Petrol and diesel can attract up to a whopping 35% banding. But electric cars with no CO2 emissions have been exempt from any Benefit in Kind taxing and even though last month (April) it rose to 1% of the car’s value and will rise again to  2% next year, they’re still a cost-effective and hugely attractive way to run a company vehicle. While the Tesla is certainly not the cheapest electric car to buy, it’s definitely one of the most interesting. Bright sparks, those Tesla people. 

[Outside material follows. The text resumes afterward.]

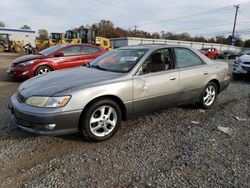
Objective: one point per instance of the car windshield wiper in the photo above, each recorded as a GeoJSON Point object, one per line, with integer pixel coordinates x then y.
{"type": "Point", "coordinates": [95, 66]}
{"type": "Point", "coordinates": [98, 67]}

While we’re talking electric…

Don’t need four wheeled electric transport yet but are thinking of a green-friendly way to get around? This Qooder Oxygen might be the answer. Battery-powered, you trickle charge it overnight to get up to 50 miles range the next day – perfect for an urban trip. Acceleration is brisk and, although top speed is only about 35 mph, the Oxygen is a neat, nippy and stylish way to be a man (or woman) about town. Swiss manufacturer Qooder planned to bring the bike to the UK in big numbers last year but were set back by the Covid pandemic. It will cost around £4,500 – not bad, especially as you’ll never have to put any fuel in it…

Andrew Totton

Director, AJ Accountancy, Olney

Second Opinion

My biggest worry with electric vehicles is running low on battery power and not knowing where to recharge the car. This has a good range on it, but we often holiday in Cornwall and driving down there would still need some planning. In normal driving it’s not a million miles away from a petrol car, once you get used to the ‘automatic’ feel to it and the fact there’s no sense of it changing gear. The acceleration is amazing, especially when you consider this isn’t even the top performance model. The braking too, adds a whole new dimension – you hardly have to touch the brake pedal, and they give you a really good feeling of safety and security.

The whole car has loads of safety features, with the screen showing all the other cars around you, the reverse cameras and the various audible warnings. I was worried initially that I would be distracted by such a big information screen but I got used to it quickly.